Dilepton rapidity distribution in the Drell-Yan process at NNLO in QCD

TL;DR

A powerful new method for calculating differential distributions in hard scattering processes is introduced, based upon a generalization of the optical theorem, that allows the integration-by-parts technology developed for multiloop diagrams to be applied to noninclusive phase-space integrals, and permits a high degree of automation.

Abstract

We compute the rapidity distribution of the virtual photon produced in the Drell-Yan process through next-to-next-to-leading order in perturbative QCD. We introduce a powerful new method for calculating differential distributions in hard scattering processes. This method is based upon a generalization of the optical theorem; it allows the integration-by-parts technology developed for multi-loop diagrams to be applied to non-inclusive phase-space integrals, and permits a high degree of automation. We apply our results to the analysis of fixed target experiments.

Figures (3)

• Figure 1: The CMS rapidity distribution of the lepton pair produced in $pp$ collisions at LO (lower band), NLO (middle band), and NNLO (upper band), for parameter choices relevant for fixed target experiments, along with E866 data.

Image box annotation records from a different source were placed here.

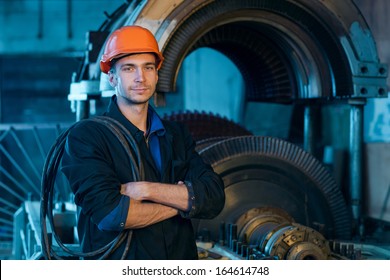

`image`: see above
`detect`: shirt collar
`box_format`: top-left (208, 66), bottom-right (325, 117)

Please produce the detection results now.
top-left (148, 106), bottom-right (165, 136)
top-left (104, 94), bottom-right (165, 136)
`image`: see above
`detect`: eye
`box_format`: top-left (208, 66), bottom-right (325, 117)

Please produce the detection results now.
top-left (122, 66), bottom-right (135, 72)
top-left (145, 65), bottom-right (156, 71)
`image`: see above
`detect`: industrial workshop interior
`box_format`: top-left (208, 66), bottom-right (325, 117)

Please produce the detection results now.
top-left (0, 0), bottom-right (390, 261)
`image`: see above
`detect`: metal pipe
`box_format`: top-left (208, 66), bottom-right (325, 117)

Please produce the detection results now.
top-left (303, 105), bottom-right (315, 154)
top-left (76, 100), bottom-right (89, 121)
top-left (349, 99), bottom-right (366, 236)
top-left (303, 104), bottom-right (321, 158)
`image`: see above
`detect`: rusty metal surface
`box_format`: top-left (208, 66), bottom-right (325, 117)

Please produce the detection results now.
top-left (197, 136), bottom-right (351, 239)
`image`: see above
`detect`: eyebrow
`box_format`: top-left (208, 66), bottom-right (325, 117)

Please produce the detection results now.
top-left (121, 62), bottom-right (156, 68)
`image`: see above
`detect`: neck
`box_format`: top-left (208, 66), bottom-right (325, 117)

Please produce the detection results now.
top-left (117, 98), bottom-right (149, 132)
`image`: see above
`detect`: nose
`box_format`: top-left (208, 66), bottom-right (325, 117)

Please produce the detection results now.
top-left (135, 67), bottom-right (145, 82)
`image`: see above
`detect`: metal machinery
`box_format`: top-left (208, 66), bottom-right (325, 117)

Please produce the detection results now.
top-left (2, 0), bottom-right (390, 259)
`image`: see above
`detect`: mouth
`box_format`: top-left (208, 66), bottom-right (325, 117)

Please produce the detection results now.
top-left (131, 88), bottom-right (149, 92)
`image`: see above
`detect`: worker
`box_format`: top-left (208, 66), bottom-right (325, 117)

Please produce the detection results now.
top-left (62, 26), bottom-right (225, 260)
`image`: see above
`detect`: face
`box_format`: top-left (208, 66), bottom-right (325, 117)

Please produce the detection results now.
top-left (109, 53), bottom-right (158, 105)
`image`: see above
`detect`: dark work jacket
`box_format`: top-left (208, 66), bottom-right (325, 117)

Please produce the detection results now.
top-left (62, 96), bottom-right (225, 260)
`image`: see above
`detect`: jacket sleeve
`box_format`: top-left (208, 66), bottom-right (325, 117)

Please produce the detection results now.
top-left (174, 122), bottom-right (225, 219)
top-left (61, 122), bottom-right (126, 224)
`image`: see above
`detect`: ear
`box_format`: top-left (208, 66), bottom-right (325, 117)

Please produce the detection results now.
top-left (108, 72), bottom-right (118, 87)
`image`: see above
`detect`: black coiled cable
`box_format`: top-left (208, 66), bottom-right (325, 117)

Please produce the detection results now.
top-left (40, 116), bottom-right (145, 259)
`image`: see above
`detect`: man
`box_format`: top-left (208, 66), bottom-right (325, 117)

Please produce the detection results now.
top-left (62, 26), bottom-right (225, 259)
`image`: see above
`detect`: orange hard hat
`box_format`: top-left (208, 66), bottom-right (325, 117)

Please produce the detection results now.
top-left (100, 25), bottom-right (164, 74)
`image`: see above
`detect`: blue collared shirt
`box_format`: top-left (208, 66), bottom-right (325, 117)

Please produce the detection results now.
top-left (98, 106), bottom-right (165, 230)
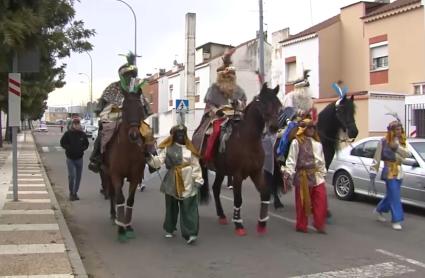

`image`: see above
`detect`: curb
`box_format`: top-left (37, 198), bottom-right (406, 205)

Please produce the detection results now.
top-left (31, 132), bottom-right (88, 278)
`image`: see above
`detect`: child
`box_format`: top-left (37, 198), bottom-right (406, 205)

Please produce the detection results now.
top-left (152, 125), bottom-right (204, 244)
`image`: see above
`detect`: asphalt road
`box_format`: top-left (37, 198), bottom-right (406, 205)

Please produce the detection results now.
top-left (35, 128), bottom-right (425, 278)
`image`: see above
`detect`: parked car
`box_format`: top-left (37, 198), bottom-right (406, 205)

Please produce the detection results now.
top-left (35, 122), bottom-right (49, 132)
top-left (326, 137), bottom-right (425, 208)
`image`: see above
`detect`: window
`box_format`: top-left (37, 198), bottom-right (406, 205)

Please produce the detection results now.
top-left (351, 140), bottom-right (379, 158)
top-left (286, 62), bottom-right (297, 83)
top-left (370, 42), bottom-right (388, 70)
top-left (413, 84), bottom-right (425, 95)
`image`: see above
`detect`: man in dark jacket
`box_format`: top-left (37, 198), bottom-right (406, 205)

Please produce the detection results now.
top-left (60, 118), bottom-right (89, 201)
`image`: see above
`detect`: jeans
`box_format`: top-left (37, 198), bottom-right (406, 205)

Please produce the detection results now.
top-left (66, 158), bottom-right (83, 195)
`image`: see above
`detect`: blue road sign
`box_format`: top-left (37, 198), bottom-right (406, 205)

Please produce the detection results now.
top-left (176, 99), bottom-right (189, 112)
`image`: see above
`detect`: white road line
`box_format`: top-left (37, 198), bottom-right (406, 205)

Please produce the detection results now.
top-left (220, 195), bottom-right (316, 231)
top-left (291, 262), bottom-right (415, 278)
top-left (0, 274), bottom-right (75, 278)
top-left (7, 188), bottom-right (49, 194)
top-left (6, 199), bottom-right (50, 204)
top-left (0, 224), bottom-right (59, 232)
top-left (375, 249), bottom-right (425, 268)
top-left (0, 243), bottom-right (65, 255)
top-left (0, 209), bottom-right (55, 215)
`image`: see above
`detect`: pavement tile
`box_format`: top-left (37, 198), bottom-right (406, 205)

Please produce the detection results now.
top-left (0, 253), bottom-right (72, 276)
top-left (0, 214), bottom-right (56, 225)
top-left (0, 231), bottom-right (64, 245)
top-left (3, 202), bottom-right (54, 209)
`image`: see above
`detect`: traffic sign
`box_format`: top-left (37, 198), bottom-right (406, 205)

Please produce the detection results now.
top-left (8, 73), bottom-right (21, 126)
top-left (176, 99), bottom-right (189, 112)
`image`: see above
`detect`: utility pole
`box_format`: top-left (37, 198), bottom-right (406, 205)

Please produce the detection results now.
top-left (258, 0), bottom-right (264, 85)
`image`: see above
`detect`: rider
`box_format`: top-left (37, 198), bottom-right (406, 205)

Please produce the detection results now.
top-left (88, 52), bottom-right (153, 173)
top-left (193, 49), bottom-right (247, 161)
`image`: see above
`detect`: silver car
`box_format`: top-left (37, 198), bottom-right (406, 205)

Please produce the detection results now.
top-left (326, 137), bottom-right (425, 208)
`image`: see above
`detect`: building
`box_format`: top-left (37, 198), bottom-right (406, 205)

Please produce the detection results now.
top-left (274, 0), bottom-right (425, 138)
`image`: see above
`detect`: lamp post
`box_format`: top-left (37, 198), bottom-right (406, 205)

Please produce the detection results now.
top-left (116, 0), bottom-right (137, 60)
top-left (78, 51), bottom-right (93, 125)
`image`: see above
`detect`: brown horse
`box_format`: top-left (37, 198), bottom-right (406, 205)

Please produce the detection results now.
top-left (201, 84), bottom-right (282, 236)
top-left (102, 93), bottom-right (145, 241)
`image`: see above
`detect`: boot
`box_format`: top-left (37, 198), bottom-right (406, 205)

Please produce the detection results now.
top-left (88, 132), bottom-right (102, 173)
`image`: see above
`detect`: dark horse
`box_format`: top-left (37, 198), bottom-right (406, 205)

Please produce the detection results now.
top-left (201, 84), bottom-right (282, 236)
top-left (317, 95), bottom-right (359, 169)
top-left (102, 93), bottom-right (145, 241)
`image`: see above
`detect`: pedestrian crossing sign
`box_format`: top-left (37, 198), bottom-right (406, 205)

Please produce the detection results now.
top-left (176, 99), bottom-right (189, 112)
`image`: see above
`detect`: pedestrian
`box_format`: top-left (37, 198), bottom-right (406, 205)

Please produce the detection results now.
top-left (283, 118), bottom-right (327, 233)
top-left (60, 118), bottom-right (89, 201)
top-left (151, 124), bottom-right (204, 244)
top-left (370, 120), bottom-right (410, 230)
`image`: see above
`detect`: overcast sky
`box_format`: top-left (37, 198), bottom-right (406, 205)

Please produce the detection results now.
top-left (48, 0), bottom-right (358, 106)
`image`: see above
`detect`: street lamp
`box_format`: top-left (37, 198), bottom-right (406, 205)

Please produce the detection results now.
top-left (116, 0), bottom-right (137, 60)
top-left (78, 51), bottom-right (93, 125)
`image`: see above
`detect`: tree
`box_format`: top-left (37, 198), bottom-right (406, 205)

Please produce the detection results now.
top-left (0, 0), bottom-right (95, 143)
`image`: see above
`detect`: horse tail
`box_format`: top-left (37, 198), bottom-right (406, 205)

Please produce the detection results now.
top-left (199, 163), bottom-right (211, 205)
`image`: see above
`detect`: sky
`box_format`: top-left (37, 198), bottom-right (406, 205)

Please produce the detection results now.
top-left (48, 0), bottom-right (358, 106)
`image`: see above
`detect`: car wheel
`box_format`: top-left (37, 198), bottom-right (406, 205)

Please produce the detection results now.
top-left (334, 171), bottom-right (354, 201)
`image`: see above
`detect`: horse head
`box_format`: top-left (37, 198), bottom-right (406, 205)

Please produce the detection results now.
top-left (256, 83), bottom-right (282, 128)
top-left (335, 95), bottom-right (359, 139)
top-left (122, 90), bottom-right (145, 143)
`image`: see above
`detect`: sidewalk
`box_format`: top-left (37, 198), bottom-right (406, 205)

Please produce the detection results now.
top-left (0, 132), bottom-right (87, 278)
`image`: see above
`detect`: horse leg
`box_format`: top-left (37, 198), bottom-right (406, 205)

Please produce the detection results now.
top-left (199, 163), bottom-right (210, 204)
top-left (112, 178), bottom-right (127, 242)
top-left (232, 176), bottom-right (246, 236)
top-left (124, 179), bottom-right (138, 238)
top-left (227, 176), bottom-right (233, 189)
top-left (250, 170), bottom-right (270, 235)
top-left (213, 173), bottom-right (227, 225)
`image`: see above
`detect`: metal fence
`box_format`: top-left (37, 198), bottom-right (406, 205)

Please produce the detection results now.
top-left (404, 103), bottom-right (425, 138)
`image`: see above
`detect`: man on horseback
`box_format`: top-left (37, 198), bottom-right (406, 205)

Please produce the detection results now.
top-left (193, 49), bottom-right (247, 161)
top-left (88, 52), bottom-right (153, 173)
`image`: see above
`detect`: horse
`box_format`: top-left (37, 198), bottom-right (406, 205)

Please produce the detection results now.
top-left (317, 95), bottom-right (359, 170)
top-left (200, 83), bottom-right (282, 236)
top-left (102, 90), bottom-right (145, 242)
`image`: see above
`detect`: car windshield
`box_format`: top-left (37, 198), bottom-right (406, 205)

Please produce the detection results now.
top-left (410, 142), bottom-right (425, 160)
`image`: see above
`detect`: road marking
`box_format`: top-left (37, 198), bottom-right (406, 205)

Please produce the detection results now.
top-left (6, 199), bottom-right (50, 203)
top-left (0, 209), bottom-right (55, 215)
top-left (0, 224), bottom-right (59, 232)
top-left (0, 243), bottom-right (65, 255)
top-left (220, 195), bottom-right (316, 231)
top-left (375, 249), bottom-right (425, 268)
top-left (7, 188), bottom-right (49, 194)
top-left (291, 262), bottom-right (415, 278)
top-left (0, 274), bottom-right (75, 278)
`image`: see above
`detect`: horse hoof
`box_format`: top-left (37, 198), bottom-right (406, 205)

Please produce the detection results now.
top-left (125, 230), bottom-right (136, 239)
top-left (257, 224), bottom-right (267, 235)
top-left (235, 228), bottom-right (246, 236)
top-left (118, 234), bottom-right (128, 243)
top-left (218, 217), bottom-right (229, 225)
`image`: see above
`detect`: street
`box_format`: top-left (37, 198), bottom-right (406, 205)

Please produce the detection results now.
top-left (34, 127), bottom-right (425, 278)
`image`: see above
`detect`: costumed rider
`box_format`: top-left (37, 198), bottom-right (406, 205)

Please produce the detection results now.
top-left (370, 115), bottom-right (411, 230)
top-left (276, 70), bottom-right (314, 164)
top-left (192, 49), bottom-right (247, 161)
top-left (282, 119), bottom-right (327, 233)
top-left (151, 124), bottom-right (204, 244)
top-left (88, 52), bottom-right (154, 173)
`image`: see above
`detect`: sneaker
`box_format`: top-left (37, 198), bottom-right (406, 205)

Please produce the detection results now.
top-left (393, 222), bottom-right (402, 231)
top-left (186, 236), bottom-right (198, 244)
top-left (164, 233), bottom-right (174, 238)
top-left (373, 209), bottom-right (387, 222)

The upper (lower) edge of each band denotes the renormalization/factorization scale choice $\mu=M/2$ ($\mu=2M$).
• Figure 2: The NNLO corrections for the partonic channels $q\bar{q}$ and $qg$, normalized to the complete NNLO differential cross section, for $\sqrt{s} = 38.76$ GeV, $M=8$ GeV, and $\mu=M$.
• Figure 3: The K-factors $K^{\rm NLO}(Y)=\sigma^{\rm NLO}/ \sigma^{\rm LO}$, $K^{\rm NNLO}(Y)=\sigma^{\rm NNLO}/ \sigma^{\rm LO}$, and $K^{(2)}(Y) = \sigma^{\rm NNLO}/ \sigma^{\rm NLO}$, for $\mu=M$.